I was really delighted to come across this pink heath. It is one of our winter-flowering indigenous plants.There are two plants in this photo, the intensely coloured flowers are of Pink Heath (Epacris impressa) and the sharp green leaves and interestingly shaped berries belong to the Coastal Tea Tree (Leptospermum laevigatum). Click on the highlighted text for further information.

The Yate, eucalyptus lehmannii, (see 12th May posting) continues to flower in our garden so I have made an arrangement with one open and several un-opened flowers. The latter have gone a beautiful orange just before they open, that complements the decoration on this vase designed the Iemoto, Akane Teshigahara, of the Sogetsu School.

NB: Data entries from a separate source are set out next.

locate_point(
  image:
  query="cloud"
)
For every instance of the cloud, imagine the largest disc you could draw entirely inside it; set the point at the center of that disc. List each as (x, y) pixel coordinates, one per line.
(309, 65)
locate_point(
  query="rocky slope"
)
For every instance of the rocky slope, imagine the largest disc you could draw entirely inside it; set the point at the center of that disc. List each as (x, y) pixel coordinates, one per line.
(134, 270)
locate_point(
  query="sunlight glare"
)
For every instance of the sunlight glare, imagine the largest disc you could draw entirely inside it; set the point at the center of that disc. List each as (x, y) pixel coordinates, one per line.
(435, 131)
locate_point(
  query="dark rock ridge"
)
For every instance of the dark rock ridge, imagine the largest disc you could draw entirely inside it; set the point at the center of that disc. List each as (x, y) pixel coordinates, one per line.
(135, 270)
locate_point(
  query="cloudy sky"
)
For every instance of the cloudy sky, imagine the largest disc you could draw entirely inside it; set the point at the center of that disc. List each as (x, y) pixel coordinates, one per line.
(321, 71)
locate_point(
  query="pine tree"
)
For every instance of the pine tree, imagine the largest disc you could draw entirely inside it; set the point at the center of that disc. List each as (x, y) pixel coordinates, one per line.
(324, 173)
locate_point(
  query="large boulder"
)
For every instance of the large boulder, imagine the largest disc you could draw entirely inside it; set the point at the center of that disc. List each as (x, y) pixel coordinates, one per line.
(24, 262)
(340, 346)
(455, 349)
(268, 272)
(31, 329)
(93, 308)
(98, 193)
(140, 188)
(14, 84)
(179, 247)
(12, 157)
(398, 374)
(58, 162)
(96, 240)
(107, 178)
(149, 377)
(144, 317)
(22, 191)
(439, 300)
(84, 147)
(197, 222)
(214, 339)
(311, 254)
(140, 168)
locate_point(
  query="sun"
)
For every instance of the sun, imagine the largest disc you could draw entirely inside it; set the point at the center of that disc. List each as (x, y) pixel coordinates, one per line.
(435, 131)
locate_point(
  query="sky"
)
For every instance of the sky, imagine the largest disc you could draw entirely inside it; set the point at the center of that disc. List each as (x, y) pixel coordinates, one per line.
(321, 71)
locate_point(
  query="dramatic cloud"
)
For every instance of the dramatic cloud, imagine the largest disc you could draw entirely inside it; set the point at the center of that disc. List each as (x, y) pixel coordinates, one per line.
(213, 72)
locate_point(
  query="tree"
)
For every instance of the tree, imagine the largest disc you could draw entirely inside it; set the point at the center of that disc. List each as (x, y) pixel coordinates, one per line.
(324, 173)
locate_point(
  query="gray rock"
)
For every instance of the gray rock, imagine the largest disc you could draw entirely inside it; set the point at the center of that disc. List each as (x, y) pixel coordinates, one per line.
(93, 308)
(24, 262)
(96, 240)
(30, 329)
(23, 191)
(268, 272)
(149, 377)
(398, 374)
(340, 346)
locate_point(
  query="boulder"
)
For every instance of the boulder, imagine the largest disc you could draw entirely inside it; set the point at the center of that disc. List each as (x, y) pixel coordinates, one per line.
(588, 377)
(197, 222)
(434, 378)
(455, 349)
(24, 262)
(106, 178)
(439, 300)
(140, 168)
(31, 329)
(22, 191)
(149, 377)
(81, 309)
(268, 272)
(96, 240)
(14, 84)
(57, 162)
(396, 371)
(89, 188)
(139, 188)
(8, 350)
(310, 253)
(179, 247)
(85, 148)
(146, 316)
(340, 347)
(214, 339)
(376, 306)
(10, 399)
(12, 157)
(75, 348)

When I was in Tokyo in 2011 one of the many people who greatly helped me was Mrs Kazumi Ishikawa. Here is a link to her tour of Africa where she gave workshops in three countries. The images and English text have been uploaded by the Japan Foundation and can be viewed by clicking on: Mrs Ishikawa.

Greetings from Christopher

29th June 2013


At our last class my teacher set us a revision exercise of the Variation No3 slanting nageire: that is, in a tall vase. As I was walking by the Yarra River in Melbourne I noticed an oak with a particularly good branch and thought it would go well with the chrysanthemums I had used at the Ikebana International meeting on the previous day (see last weeks posting).

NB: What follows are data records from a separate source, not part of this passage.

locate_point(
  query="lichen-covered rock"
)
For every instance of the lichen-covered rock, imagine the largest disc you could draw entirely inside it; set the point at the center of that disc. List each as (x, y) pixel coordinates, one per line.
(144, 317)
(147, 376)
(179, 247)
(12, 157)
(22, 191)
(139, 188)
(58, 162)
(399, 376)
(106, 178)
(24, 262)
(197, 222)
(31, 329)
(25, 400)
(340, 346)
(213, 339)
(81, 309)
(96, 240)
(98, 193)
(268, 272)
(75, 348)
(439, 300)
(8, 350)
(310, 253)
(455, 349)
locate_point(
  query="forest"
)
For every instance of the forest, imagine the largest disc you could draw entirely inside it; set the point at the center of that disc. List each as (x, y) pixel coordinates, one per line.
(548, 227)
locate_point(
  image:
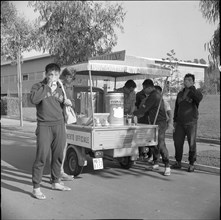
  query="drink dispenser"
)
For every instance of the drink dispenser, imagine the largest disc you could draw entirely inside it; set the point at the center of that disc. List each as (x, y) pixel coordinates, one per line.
(82, 96)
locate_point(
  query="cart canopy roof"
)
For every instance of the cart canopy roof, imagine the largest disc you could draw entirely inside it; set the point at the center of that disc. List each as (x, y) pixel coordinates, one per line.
(119, 64)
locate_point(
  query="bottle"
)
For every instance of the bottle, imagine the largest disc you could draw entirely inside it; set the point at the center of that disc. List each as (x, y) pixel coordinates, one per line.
(135, 120)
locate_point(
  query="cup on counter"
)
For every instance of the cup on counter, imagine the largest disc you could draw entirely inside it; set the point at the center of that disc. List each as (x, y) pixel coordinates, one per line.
(129, 121)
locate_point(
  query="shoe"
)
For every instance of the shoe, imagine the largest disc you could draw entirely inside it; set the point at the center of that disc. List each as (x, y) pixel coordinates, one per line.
(58, 186)
(167, 171)
(66, 177)
(191, 168)
(177, 165)
(38, 194)
(62, 183)
(155, 167)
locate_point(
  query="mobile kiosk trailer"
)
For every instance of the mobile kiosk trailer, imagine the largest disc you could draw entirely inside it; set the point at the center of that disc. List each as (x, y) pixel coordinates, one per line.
(121, 142)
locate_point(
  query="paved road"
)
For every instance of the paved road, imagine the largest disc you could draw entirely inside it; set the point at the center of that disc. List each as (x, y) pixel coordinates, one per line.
(111, 193)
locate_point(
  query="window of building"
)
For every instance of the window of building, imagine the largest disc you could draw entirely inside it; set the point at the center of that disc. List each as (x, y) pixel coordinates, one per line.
(6, 79)
(31, 76)
(12, 79)
(25, 77)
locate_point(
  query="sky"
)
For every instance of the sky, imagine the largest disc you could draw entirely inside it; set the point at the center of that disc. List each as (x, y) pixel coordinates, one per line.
(153, 28)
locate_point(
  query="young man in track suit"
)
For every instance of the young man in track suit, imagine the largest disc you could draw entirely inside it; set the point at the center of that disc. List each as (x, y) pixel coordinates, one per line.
(49, 100)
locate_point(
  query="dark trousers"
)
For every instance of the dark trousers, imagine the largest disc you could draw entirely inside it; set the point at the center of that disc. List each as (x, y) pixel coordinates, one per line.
(161, 149)
(48, 137)
(181, 131)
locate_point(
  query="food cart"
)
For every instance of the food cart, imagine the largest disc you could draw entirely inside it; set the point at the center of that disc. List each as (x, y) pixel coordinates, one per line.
(98, 140)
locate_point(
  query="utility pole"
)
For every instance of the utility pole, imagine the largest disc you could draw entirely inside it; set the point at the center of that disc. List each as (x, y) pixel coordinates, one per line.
(19, 83)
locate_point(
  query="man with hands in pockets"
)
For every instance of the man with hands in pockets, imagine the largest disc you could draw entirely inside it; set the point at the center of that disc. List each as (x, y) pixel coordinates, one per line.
(49, 100)
(185, 121)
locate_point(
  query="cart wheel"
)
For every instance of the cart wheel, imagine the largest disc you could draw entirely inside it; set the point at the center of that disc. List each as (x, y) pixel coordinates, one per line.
(72, 162)
(125, 162)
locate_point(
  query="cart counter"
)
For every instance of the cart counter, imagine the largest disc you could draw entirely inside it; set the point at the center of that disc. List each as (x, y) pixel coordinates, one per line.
(112, 137)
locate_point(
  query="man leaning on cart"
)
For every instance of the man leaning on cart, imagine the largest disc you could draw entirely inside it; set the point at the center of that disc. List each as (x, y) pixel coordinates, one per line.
(150, 107)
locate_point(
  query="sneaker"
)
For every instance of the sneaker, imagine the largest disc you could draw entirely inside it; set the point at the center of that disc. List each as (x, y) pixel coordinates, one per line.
(167, 171)
(191, 168)
(155, 167)
(177, 165)
(62, 183)
(58, 186)
(66, 177)
(38, 194)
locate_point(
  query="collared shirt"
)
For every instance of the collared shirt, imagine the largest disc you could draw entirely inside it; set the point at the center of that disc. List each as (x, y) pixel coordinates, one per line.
(129, 100)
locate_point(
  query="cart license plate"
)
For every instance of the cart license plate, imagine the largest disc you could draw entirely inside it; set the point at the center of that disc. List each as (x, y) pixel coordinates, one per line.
(98, 163)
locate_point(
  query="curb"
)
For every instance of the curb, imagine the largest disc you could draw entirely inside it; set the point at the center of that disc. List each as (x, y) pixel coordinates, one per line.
(199, 139)
(200, 167)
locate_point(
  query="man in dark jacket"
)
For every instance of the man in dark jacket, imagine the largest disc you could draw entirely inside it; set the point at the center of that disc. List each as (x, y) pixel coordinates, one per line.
(49, 100)
(185, 121)
(150, 108)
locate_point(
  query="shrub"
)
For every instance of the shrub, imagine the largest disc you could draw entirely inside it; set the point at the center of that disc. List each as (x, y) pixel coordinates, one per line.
(9, 106)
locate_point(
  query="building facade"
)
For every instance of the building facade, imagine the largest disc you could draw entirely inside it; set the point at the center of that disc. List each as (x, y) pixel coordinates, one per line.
(32, 71)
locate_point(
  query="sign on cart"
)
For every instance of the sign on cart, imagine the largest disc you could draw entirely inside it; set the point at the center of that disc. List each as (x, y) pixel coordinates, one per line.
(98, 163)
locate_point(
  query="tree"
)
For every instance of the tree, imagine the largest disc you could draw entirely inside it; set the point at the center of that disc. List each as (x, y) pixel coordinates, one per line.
(76, 30)
(202, 61)
(16, 32)
(210, 11)
(172, 63)
(195, 61)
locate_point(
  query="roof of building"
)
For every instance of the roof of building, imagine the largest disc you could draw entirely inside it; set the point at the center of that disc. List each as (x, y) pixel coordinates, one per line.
(26, 59)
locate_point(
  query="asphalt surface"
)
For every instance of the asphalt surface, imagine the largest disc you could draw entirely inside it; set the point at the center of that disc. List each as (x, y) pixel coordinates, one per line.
(112, 193)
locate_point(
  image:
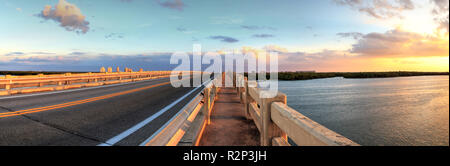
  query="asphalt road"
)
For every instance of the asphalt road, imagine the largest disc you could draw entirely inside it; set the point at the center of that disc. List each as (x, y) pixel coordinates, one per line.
(89, 116)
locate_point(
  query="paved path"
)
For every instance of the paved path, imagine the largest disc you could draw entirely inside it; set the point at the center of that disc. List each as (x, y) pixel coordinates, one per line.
(229, 127)
(89, 116)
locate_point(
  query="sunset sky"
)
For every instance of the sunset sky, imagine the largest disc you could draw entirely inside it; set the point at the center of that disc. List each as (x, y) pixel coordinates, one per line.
(325, 35)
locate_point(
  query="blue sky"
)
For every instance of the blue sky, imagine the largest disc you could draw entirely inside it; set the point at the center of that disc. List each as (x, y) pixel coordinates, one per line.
(148, 29)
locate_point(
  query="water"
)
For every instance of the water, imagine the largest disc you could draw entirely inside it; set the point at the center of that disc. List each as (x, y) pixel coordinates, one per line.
(378, 111)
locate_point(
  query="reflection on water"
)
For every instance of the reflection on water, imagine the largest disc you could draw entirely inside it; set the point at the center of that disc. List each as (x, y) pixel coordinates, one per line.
(378, 111)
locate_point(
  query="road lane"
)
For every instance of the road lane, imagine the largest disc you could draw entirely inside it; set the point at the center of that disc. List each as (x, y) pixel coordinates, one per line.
(89, 123)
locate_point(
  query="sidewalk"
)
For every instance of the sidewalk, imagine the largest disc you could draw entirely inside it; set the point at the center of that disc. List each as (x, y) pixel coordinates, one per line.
(229, 127)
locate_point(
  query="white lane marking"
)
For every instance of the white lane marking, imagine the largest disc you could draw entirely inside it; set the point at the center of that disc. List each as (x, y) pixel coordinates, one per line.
(79, 89)
(136, 127)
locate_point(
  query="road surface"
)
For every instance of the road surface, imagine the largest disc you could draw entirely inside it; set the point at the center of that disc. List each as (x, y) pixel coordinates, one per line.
(91, 116)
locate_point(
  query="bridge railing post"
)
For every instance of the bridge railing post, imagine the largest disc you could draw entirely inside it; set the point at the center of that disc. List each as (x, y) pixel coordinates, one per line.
(269, 129)
(247, 100)
(207, 104)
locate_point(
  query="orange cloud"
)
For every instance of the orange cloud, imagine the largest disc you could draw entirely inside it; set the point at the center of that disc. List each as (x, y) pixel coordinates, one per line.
(399, 43)
(68, 15)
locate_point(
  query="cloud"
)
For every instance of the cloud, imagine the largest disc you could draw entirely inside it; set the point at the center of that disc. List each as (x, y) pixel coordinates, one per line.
(114, 36)
(39, 60)
(254, 27)
(354, 35)
(399, 43)
(224, 39)
(184, 30)
(225, 20)
(14, 54)
(263, 35)
(172, 4)
(381, 9)
(441, 14)
(78, 53)
(68, 15)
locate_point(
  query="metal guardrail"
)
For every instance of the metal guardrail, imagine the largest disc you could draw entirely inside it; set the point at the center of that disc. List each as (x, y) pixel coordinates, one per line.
(186, 127)
(38, 83)
(276, 121)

In this variation the long shin branch on the left is balanced by the soe branch on the right. In the photo this looks a little flat, but the two branches are reaching toward the viewer. The hikae flowers occupy the space between them and I have placed one toward the back to give a feeling of depth. The large black vase, that belongs to my partner, is by Alistair Whyte (follow link) a Melbourne based ceramic artist who has studied in Japan.

Greetings from Christopher
22nd June 2013


On Tuesday last week the Melbourne Chapter of Ikebana International celebrated the Tanabata festival. The festival is held in June and recalls the legend of the deities Orihime and Hikoboshi who were lovers. As a punishment they were separated and only allowed to meet once a year on the seventh day of the seventh month of the lunar calendar in the form of the stars Altair and Vega. In Japan it is an occasion for feasting and writing wishes on paper and tying the wish to a branch of bamboo.
I was invited to create the Omukaebana, 'welcoming flowers' for the occasion and chose pine and white chrysanthemum. Below are two pictures of the branch I cut from a nearby plantation that I then had to trim carefully.

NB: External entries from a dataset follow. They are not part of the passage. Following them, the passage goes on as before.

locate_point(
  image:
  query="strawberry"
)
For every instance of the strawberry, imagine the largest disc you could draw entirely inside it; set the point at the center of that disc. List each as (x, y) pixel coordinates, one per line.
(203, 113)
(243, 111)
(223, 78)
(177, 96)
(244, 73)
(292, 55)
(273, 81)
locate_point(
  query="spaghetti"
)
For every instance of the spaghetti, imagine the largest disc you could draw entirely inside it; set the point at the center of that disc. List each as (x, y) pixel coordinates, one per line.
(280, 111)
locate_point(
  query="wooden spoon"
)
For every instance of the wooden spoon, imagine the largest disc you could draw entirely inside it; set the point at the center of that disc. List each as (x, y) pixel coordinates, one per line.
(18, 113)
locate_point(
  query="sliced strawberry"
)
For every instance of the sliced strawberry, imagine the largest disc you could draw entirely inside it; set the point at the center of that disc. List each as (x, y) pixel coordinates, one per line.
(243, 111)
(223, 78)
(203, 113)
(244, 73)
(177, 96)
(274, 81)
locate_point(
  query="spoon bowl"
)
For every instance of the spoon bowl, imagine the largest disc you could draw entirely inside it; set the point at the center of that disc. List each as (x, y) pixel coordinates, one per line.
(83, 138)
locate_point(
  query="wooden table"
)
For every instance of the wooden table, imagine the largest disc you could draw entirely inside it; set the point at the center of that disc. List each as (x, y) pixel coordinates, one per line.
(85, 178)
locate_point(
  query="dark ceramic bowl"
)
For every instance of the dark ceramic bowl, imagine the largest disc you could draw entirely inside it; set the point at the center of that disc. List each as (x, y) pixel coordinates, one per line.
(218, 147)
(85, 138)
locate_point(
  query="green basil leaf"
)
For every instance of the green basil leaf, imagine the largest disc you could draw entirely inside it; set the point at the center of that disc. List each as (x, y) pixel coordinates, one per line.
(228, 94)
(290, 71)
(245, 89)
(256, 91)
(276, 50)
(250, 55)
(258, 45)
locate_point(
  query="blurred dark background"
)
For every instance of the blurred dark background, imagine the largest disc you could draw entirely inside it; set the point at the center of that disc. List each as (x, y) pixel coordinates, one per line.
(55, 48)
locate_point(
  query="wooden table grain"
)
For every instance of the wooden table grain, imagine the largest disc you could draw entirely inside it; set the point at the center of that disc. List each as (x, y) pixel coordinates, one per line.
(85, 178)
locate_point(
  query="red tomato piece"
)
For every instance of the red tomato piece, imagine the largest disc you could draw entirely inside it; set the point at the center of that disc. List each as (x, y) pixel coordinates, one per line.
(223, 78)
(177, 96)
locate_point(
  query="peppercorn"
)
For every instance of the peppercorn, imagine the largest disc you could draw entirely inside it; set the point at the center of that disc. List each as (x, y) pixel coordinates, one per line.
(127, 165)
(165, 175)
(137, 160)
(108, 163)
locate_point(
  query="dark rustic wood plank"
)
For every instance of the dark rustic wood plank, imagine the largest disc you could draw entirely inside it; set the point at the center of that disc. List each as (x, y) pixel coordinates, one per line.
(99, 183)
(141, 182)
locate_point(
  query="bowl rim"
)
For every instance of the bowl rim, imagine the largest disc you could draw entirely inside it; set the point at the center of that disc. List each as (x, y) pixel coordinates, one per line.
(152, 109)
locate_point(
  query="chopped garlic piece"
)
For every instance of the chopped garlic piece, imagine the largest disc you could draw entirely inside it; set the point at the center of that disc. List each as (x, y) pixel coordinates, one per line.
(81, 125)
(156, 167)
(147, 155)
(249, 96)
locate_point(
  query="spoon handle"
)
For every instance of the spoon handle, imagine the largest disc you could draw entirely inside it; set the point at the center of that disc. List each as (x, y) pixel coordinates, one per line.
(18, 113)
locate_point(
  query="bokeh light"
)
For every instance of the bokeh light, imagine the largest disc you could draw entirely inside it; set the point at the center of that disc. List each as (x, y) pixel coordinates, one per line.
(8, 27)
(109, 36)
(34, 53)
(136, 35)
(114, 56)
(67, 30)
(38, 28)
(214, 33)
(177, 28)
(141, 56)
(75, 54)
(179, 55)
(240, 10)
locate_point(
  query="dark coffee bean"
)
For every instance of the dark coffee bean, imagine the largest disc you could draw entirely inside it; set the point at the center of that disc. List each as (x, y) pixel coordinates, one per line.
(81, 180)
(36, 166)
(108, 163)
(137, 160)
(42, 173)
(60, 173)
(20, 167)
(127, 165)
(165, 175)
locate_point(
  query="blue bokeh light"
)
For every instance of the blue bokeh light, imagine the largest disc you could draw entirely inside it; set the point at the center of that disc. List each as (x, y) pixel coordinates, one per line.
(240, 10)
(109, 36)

The second picture is after I removed a large branch going to the left.

Below is the completed arrangement with five chrysanthemums and some red and white mizuhiki, the decorative strings used for celebrations. The large vessel is a storage container from Shigaraki, which is the site of one of the six ancient kilns of Japan. These vessels are prized for their strong rustic character and natural wood-ash glaze.

Greetings from Christopher
15th June 2013


This week I had some visitors who were unfamiliar with Ikebana so I thought I would make an arrangement of the most basic moribana (flat bowl) kind for them. I think the beauty of these simple designs in ikebana clearly illustrate the elements of line, mass and space. Also they show the asymmetry of the design and reveal the surface of the water as being integral to the work.

I chose a native small leafed shrub called pomaderris (p. paniculosa) that grows on the nearby cliff tops where it often looks as though it has been pruned by the wind. The shrub on the right side of the photo below is a pomedarris.

There are some close-up pictures of it if you click here. I used some red lipped orange roses as the floral accent and felt they went well with the dark green and the soft brown underside of the leaf

Greetings from Christopher
7th June 2013


This week I set my students the exercise of making an arrangement using autumn leaves. I asked them to 'use their imagination' because I find the beauty of the leaves tempts me to simply use them naturalistically. I wanted the students to think beyond the obvious. I gathered some plane tree leaves in Melbourne and discovered the ones that had fallen into bushes had more interesting shapes whereas those on  the pavement were all flat. 

I have used a single branch of pittosporum (pittosporum undulatum), an Australian native tree, from which I have removed all the leaves to show the bright orange berries. I massed the berries by entwining all the smaller branchlets.